It’s hard to imagine terrain more different than the snowy middle wilds of Sweden and the desert expanses of Morocco. It’s those dizzying extremes that I’ve covered over the past few weeks, zipping from one to the next with a quick stopover at home to repack the suitcase and see the ones I love to remind myself why I’m doing all this to myself.
It’s been a lot the past few weeks, let me tell you. Here are some of the highlights.
Worth the Weight?
Meet Audi’s new RS5, which has followed BMW’s M5 bravely into the land of the performance PHEV. Yes, it’s got a plug and a big battery, which, as we’ve seen, causes two things to happen. First: The car’s weight increases dramatically (over 1,000 pounds here).
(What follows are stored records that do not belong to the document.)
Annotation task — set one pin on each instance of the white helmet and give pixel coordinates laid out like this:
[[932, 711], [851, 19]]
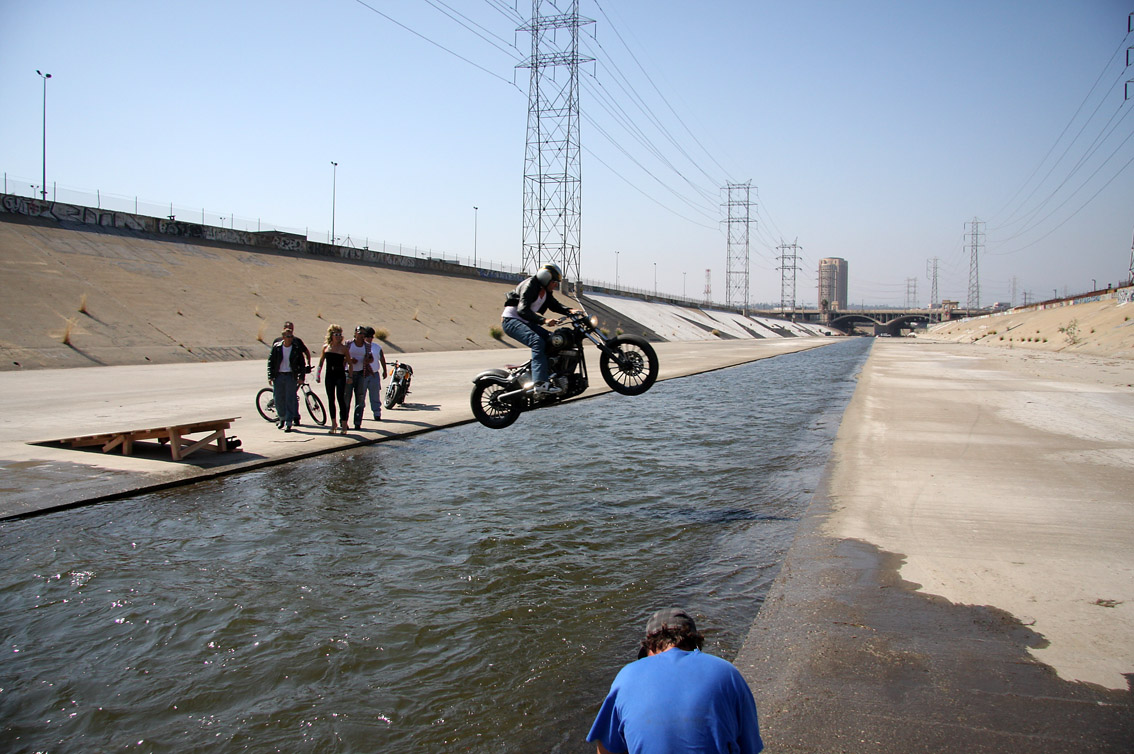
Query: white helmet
[[548, 274]]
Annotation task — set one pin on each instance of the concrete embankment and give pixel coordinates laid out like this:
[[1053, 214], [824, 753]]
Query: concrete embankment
[[85, 288], [47, 405], [964, 582]]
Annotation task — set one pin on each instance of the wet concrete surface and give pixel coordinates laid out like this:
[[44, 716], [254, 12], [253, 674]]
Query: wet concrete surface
[[848, 654]]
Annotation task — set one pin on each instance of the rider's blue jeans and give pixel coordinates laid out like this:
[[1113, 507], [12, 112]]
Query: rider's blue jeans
[[534, 338]]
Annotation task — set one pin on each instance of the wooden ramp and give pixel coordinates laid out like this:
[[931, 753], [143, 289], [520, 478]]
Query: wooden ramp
[[176, 435]]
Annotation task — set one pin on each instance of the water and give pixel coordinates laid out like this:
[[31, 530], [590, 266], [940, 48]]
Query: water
[[466, 590]]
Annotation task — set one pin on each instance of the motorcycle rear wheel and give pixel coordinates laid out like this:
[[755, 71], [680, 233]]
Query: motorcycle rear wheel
[[639, 370], [489, 411]]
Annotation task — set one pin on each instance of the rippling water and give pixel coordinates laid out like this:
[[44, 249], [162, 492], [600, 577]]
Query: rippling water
[[465, 590]]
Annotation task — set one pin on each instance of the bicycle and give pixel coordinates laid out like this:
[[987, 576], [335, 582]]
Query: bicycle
[[265, 404]]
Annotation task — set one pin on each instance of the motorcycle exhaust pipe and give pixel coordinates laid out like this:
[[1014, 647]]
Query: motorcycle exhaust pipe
[[513, 394]]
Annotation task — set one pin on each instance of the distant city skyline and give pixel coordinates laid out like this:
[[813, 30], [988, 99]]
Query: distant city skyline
[[871, 133]]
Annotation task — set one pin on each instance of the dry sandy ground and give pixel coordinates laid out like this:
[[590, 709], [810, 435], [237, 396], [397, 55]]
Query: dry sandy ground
[[1097, 329], [1005, 479]]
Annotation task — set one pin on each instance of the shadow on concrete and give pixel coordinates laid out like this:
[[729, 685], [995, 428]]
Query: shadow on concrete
[[847, 657]]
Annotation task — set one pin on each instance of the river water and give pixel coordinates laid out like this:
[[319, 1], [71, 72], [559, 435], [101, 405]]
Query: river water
[[466, 590]]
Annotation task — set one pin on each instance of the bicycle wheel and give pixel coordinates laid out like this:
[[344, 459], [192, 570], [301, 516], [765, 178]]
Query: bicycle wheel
[[314, 407], [265, 404]]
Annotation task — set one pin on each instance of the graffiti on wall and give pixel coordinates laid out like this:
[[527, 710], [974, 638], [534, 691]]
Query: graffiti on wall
[[86, 215]]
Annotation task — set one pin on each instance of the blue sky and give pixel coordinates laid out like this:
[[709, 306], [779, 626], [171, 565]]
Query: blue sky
[[871, 130]]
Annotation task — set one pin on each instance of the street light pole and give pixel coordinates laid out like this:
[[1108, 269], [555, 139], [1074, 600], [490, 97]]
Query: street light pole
[[335, 187], [43, 188]]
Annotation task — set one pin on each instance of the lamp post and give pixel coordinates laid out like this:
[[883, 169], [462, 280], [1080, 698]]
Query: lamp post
[[335, 186], [43, 187]]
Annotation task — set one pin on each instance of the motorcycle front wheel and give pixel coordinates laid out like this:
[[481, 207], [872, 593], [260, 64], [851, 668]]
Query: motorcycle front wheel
[[636, 369], [489, 409]]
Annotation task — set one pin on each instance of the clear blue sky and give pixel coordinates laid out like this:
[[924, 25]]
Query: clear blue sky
[[871, 130]]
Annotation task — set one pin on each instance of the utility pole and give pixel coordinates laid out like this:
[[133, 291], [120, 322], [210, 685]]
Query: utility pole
[[788, 268], [43, 188], [931, 273], [738, 204], [1131, 276], [335, 191], [552, 175], [974, 278]]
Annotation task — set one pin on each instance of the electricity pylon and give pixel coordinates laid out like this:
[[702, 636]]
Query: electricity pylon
[[931, 273], [974, 277], [552, 176], [736, 271], [789, 256]]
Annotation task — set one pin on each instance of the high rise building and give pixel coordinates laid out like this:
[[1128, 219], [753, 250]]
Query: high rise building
[[832, 284]]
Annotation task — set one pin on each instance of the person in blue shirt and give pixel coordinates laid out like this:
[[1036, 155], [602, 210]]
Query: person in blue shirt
[[677, 700]]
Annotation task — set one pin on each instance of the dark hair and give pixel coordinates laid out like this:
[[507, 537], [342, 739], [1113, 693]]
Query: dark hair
[[683, 637]]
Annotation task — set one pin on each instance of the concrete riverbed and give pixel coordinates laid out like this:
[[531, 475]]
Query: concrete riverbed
[[963, 581]]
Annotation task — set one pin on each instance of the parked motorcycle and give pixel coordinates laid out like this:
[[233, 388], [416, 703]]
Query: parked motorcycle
[[628, 364], [399, 384]]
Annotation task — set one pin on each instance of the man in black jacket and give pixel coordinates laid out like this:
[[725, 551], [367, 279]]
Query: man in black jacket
[[523, 320], [286, 365]]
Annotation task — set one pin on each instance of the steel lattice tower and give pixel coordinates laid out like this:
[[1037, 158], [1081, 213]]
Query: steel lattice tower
[[552, 177], [736, 271], [789, 256], [974, 278], [931, 273]]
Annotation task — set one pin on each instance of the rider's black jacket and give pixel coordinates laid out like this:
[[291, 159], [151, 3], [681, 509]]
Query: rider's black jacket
[[524, 297]]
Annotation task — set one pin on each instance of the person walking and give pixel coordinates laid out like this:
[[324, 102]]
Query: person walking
[[285, 365], [335, 355], [373, 379], [306, 357], [677, 699], [358, 359]]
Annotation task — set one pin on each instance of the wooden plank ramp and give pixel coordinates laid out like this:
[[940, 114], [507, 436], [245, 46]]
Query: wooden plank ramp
[[176, 435]]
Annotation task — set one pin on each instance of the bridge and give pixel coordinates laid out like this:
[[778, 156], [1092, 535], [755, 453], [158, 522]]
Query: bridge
[[874, 321]]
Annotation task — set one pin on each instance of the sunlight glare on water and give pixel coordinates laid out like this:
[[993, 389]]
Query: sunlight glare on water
[[465, 590]]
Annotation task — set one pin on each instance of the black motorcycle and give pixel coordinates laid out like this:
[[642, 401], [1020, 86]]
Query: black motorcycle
[[400, 375], [628, 364]]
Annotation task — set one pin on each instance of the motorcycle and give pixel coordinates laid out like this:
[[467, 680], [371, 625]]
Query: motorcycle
[[399, 384], [627, 363]]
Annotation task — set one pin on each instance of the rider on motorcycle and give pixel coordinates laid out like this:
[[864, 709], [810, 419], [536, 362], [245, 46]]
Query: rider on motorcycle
[[523, 320]]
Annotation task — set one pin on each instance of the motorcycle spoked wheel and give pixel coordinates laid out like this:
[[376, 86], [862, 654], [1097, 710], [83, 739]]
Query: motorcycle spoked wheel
[[639, 370], [489, 411]]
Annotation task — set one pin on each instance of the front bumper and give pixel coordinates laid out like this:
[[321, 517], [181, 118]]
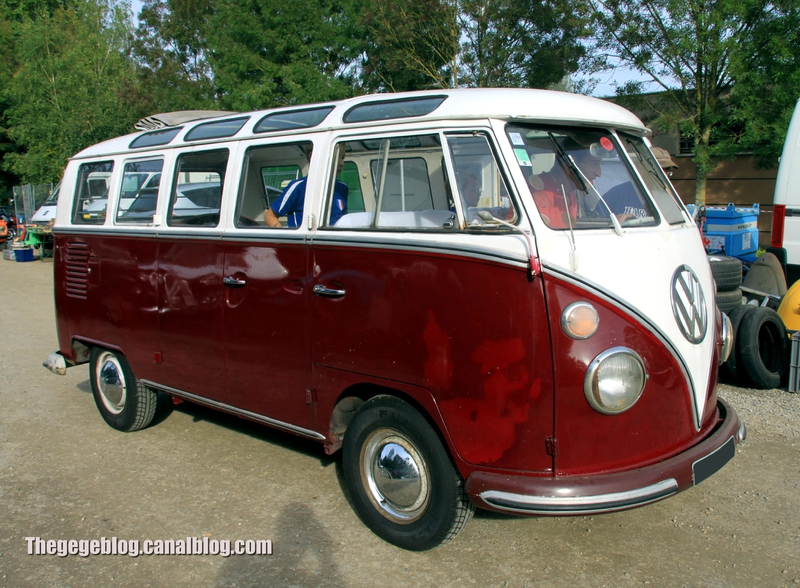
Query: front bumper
[[581, 495]]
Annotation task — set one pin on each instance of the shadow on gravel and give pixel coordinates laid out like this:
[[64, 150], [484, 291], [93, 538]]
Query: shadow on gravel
[[302, 555], [257, 431]]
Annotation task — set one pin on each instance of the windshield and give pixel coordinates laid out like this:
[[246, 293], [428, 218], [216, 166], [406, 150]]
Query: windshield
[[52, 200], [578, 179]]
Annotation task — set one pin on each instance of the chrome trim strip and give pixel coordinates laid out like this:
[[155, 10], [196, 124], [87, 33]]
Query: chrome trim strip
[[406, 244], [634, 313], [237, 411], [567, 505]]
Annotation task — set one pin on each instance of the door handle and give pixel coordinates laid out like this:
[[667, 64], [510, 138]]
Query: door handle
[[234, 282], [321, 290]]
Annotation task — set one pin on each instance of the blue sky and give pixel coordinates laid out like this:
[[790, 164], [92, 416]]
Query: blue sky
[[606, 80]]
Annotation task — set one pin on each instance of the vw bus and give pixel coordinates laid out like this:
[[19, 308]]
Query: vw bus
[[514, 313]]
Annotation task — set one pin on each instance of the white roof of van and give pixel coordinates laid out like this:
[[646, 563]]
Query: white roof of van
[[475, 103]]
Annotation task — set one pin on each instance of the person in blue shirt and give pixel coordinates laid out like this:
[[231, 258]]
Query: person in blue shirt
[[292, 200]]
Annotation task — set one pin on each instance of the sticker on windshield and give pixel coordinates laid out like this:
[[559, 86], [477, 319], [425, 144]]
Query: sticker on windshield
[[516, 139], [522, 157]]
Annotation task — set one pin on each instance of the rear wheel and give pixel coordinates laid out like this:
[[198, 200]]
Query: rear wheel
[[124, 403], [403, 484]]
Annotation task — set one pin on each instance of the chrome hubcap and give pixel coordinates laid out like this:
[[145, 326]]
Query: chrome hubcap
[[395, 476], [111, 382]]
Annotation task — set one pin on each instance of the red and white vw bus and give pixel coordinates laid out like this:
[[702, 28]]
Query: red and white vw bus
[[514, 310]]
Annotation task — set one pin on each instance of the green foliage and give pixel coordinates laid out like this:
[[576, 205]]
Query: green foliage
[[170, 49], [72, 89], [266, 53], [767, 71], [413, 45], [521, 43], [686, 47]]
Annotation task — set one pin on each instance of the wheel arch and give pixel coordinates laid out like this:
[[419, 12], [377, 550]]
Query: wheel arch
[[352, 398]]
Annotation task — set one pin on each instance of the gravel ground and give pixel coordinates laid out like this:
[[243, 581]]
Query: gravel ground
[[64, 474]]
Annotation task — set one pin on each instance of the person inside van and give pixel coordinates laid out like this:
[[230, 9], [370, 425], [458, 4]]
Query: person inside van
[[470, 188], [292, 200], [546, 188]]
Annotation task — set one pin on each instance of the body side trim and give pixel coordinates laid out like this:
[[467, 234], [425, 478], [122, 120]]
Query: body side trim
[[237, 411], [572, 505]]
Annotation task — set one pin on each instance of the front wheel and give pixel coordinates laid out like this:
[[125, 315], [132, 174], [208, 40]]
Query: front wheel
[[403, 484], [124, 403]]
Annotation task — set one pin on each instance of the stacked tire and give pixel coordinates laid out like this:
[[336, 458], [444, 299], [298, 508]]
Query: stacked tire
[[727, 272], [760, 344], [760, 348]]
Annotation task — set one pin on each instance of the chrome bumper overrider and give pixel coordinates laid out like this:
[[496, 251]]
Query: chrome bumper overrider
[[608, 492], [580, 504]]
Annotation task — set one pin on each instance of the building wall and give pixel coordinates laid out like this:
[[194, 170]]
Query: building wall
[[735, 181]]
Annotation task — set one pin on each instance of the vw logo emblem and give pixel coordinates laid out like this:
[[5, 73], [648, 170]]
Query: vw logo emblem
[[689, 304]]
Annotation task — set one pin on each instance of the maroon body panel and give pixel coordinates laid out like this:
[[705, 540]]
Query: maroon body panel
[[471, 341], [658, 426], [473, 333], [266, 330], [587, 490], [190, 317], [106, 292]]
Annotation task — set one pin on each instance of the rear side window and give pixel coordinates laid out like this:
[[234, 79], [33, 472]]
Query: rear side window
[[394, 183], [91, 193], [138, 196], [197, 191], [269, 171]]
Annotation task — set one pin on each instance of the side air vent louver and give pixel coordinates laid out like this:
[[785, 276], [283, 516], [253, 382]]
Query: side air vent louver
[[77, 270]]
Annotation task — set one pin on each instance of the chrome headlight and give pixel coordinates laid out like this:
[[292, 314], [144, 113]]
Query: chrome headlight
[[614, 381], [727, 339]]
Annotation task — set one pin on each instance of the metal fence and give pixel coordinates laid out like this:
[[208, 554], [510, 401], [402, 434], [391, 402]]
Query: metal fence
[[28, 198]]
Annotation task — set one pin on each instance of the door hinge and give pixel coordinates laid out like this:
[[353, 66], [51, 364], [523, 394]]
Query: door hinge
[[551, 446]]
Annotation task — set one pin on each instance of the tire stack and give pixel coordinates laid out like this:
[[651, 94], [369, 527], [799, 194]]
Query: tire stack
[[759, 357], [727, 272]]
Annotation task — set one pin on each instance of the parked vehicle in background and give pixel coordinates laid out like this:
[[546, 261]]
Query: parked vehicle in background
[[47, 211], [786, 212], [483, 325]]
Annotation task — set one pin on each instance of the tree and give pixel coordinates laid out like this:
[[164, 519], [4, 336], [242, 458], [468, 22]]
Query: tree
[[686, 48], [767, 73], [521, 43], [266, 53], [171, 52], [73, 87], [413, 45], [421, 44]]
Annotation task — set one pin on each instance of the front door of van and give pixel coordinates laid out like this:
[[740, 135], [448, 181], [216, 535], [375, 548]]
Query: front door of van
[[266, 291], [266, 328]]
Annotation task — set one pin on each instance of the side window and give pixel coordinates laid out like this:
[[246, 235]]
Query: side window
[[139, 193], [91, 195], [197, 190], [355, 197], [392, 183], [479, 184], [272, 189]]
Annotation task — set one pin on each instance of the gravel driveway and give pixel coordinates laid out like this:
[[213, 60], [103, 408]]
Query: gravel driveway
[[65, 475]]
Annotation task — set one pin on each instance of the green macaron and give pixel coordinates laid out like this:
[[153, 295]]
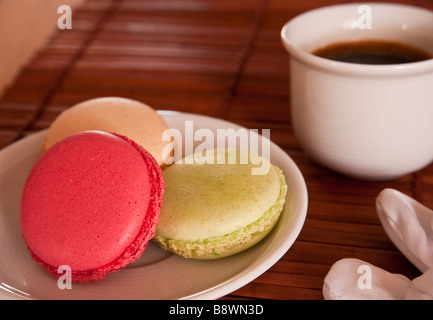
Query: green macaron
[[216, 207]]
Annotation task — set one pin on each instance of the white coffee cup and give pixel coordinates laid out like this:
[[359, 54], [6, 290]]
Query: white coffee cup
[[373, 122]]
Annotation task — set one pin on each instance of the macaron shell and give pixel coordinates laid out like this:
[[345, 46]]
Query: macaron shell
[[212, 210], [91, 203], [126, 117]]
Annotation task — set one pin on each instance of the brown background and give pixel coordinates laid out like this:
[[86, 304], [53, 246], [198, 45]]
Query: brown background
[[221, 58]]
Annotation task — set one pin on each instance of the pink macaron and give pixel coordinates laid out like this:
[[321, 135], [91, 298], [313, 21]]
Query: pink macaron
[[91, 202]]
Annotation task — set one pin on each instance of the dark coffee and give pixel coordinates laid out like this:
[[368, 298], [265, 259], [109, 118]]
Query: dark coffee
[[372, 52]]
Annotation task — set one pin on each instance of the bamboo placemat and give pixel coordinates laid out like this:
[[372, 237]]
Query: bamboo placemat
[[221, 58]]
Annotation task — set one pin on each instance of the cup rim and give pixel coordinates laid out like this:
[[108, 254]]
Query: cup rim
[[333, 66]]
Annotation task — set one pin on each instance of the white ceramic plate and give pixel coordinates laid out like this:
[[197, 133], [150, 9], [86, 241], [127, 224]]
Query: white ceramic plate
[[157, 274]]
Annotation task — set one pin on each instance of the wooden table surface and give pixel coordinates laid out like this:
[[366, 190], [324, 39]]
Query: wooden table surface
[[221, 58]]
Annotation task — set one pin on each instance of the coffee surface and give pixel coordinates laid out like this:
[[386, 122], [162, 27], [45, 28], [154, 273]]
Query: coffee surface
[[372, 52]]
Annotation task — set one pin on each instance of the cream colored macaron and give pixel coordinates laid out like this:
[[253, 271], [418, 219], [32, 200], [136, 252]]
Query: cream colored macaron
[[216, 210], [126, 117]]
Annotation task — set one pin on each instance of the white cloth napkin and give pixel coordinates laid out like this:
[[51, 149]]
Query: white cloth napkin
[[410, 227]]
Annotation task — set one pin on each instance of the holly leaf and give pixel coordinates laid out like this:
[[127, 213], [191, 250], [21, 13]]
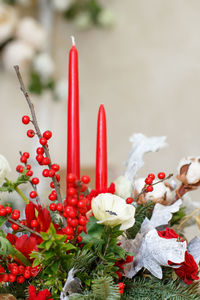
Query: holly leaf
[[94, 231]]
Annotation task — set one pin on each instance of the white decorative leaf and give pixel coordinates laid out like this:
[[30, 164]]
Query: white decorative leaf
[[150, 250], [194, 249], [141, 145]]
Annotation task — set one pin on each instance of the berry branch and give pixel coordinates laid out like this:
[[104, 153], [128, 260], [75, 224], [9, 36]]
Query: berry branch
[[144, 190], [24, 226], [37, 129]]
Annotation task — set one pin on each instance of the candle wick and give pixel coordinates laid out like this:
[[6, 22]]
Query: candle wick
[[73, 40]]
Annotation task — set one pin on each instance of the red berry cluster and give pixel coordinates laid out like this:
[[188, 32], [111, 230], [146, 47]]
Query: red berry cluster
[[149, 180], [76, 206], [121, 286], [17, 273]]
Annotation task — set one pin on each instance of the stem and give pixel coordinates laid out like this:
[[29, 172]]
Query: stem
[[37, 129], [24, 227], [188, 217], [22, 195]]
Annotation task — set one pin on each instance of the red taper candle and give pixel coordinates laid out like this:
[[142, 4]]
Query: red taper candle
[[73, 142], [101, 151]]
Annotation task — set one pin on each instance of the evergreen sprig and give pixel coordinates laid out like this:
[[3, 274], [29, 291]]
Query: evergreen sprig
[[152, 288], [142, 211]]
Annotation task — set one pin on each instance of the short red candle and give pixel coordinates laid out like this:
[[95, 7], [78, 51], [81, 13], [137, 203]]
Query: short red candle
[[73, 142], [101, 151]]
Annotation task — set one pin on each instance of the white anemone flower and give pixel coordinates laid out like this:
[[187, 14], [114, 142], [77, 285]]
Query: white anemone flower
[[112, 210], [4, 168]]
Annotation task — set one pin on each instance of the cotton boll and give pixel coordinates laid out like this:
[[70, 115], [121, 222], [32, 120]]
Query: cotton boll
[[17, 53], [61, 89], [106, 18], [30, 31], [193, 172], [123, 187], [8, 21], [44, 66], [61, 5]]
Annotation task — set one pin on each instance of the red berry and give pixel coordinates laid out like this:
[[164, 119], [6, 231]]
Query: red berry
[[58, 177], [15, 226], [81, 203], [33, 194], [26, 154], [8, 209], [149, 188], [20, 279], [69, 230], [85, 179], [40, 150], [29, 173], [34, 223], [15, 214], [71, 178], [35, 180], [30, 133], [79, 239], [151, 175], [73, 222], [47, 134], [19, 168], [55, 167], [5, 277], [83, 188], [121, 285], [161, 175], [27, 274], [71, 191], [11, 278], [52, 197], [39, 158], [52, 185], [82, 221], [3, 212], [23, 159], [14, 270], [148, 180], [52, 206], [25, 120], [59, 207], [51, 173], [45, 161], [21, 269], [45, 173], [43, 141], [72, 201], [129, 200]]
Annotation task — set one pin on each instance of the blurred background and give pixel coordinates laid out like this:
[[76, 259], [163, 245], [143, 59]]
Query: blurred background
[[141, 59]]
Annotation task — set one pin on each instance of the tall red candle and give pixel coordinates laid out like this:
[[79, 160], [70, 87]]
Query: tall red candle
[[101, 151], [73, 142]]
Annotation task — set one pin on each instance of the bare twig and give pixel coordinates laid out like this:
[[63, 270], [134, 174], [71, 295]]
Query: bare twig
[[24, 227], [37, 129]]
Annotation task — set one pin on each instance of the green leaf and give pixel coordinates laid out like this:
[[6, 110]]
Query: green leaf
[[94, 231], [2, 220]]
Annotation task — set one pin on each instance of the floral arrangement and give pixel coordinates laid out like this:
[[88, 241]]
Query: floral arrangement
[[120, 242]]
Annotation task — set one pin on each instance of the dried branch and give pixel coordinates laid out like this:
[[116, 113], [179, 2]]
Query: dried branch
[[37, 129]]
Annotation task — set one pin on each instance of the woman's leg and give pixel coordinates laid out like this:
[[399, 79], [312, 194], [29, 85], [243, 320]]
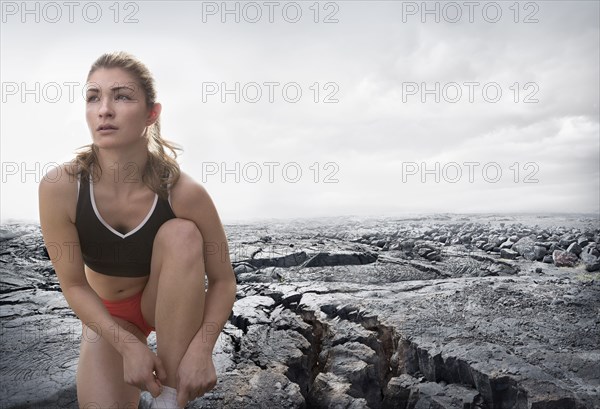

Second: The masses on these great internets commence their whining about how Audi has ruined a car that few of them have ever driven or ever even aspired to own.
Here’s what I can tell you: I had zero interest in the previous RS5, but I really, really want one of the new ones. Audi’s last attempt at an RS just felt tame. It looked like an S5 from a distance, wasn’t much better differentiated from up close, and simply wasn’t aggressive enough from behind the wheel.
Literally within seconds of getting behind the wheel of the new RS5, I was drifting it through a tight slalom and giggling like a little boy. Much of the new drama is thanks to a curious electrified rear differential setup, which pairs with the car’s mechanical Torsen center diff to do some wonderful things. Wrap it all in a car that finally has the fenders an RS deserves, and you have a desirable package.
The only real bummer? That we’re not getting the long-roof Avant version pictured above. Maybe if more of you salty keyboard warriors had bought RS6 Avants, we wouldn’t be left pining. I’d do my part, but, well, sadly, neither of these things is exactly compatible with my budget.

i3 on Ice
From Morocco’s dry desolation to Sweden’s icy expanses, we also make the mental trip from Ingolstadt to Munich to sample BMW’s next great sedan, the i3. While the i4 is pretty great in many respects, the i3 gives us a first taste of how good an electric 3 Series can be when it’s designed from the ground up to be battery powered.
I drove it on ice and snow, my two favorite surfaces, got it well and truly sideways, and loved every minute of it. That’s despite this not being a particularly performance-oriented variant. I drove what will be the i3 50 xDrive, with no high-performance drivetrain or suspension upgrades.
If all goes according to plan and the bottom doesn’t completely drop out of the EV market, we’ll see a variety of amped up variants to come, including ones with three and even four motors. I’m excited, and you should be too.
Oh, and make sure you pour one out for the humble i3 hatchback, which never got the love it deserved and is now, thanks to this badge reshuffle, has been properly relegated to history.
2027 BMW i3: Prototype Drive - BimmerLife

Intro to Ice Racing
It wasn’t all that long ago (May, to be exact) that I wrote an Ode to Ice Racing for Hagerty. My ice racing club hadn’t held an event in years, thanks to thin ice. Talk was that everything was going to be shut down… and then we got a wild cold snap and everything changed.
My club managed five events on three lakes this season, a fair number for even the glory days when I started racing two decades ago. One of my editors at Ars Technica was kind enough to express interest in a how-to piece of sorts, and I was more than happy to oblige with this explainer on my favorite form of racing.

The CX-5’s Most-Needed Upgrade
No, it’s not all drifting priceless prototypes and overpowered hybrids. I drive regular cars too, people, cars like Mazda’s new CX-5. It’s bigger and better throughout, but the big update is in the dashboard. The company’s dated infotainment experience finally gets a big reboot, and it’s genuinely good, but I confess I will miss the rotary controller.
2026 Mazda CX-5 Review - Capital One
2026 Mazda CX-5 Review - JD Power

The World’s Largest Arcade -- Both of Them
Some stories are more fun than others to tell, but few are going to ever top this. Last year, I visited two amazing arcades, both of which proudly proclaim to be the World’s Largest. My mission: to find the truth. Is there a bitter rivalry here? Creative bookkeeping? Guinness recordkeepers paid off in shiny tokens?
Nah, it’s just a case of a couple of stellar places that are both well worth your business.
That’s all from me this week, this entry written from 39,208 feet above northern Quebec. I’m headed home for one whole solitary day but, by the time this newsletter flies, I’ll already be back in the air myself, this time headed west to drive a few more special things. I’ll have details on that soon, plus full impressions of the other things I was driving up in Sweden, which in many ways were even more special than those priceless prototypes from BMW.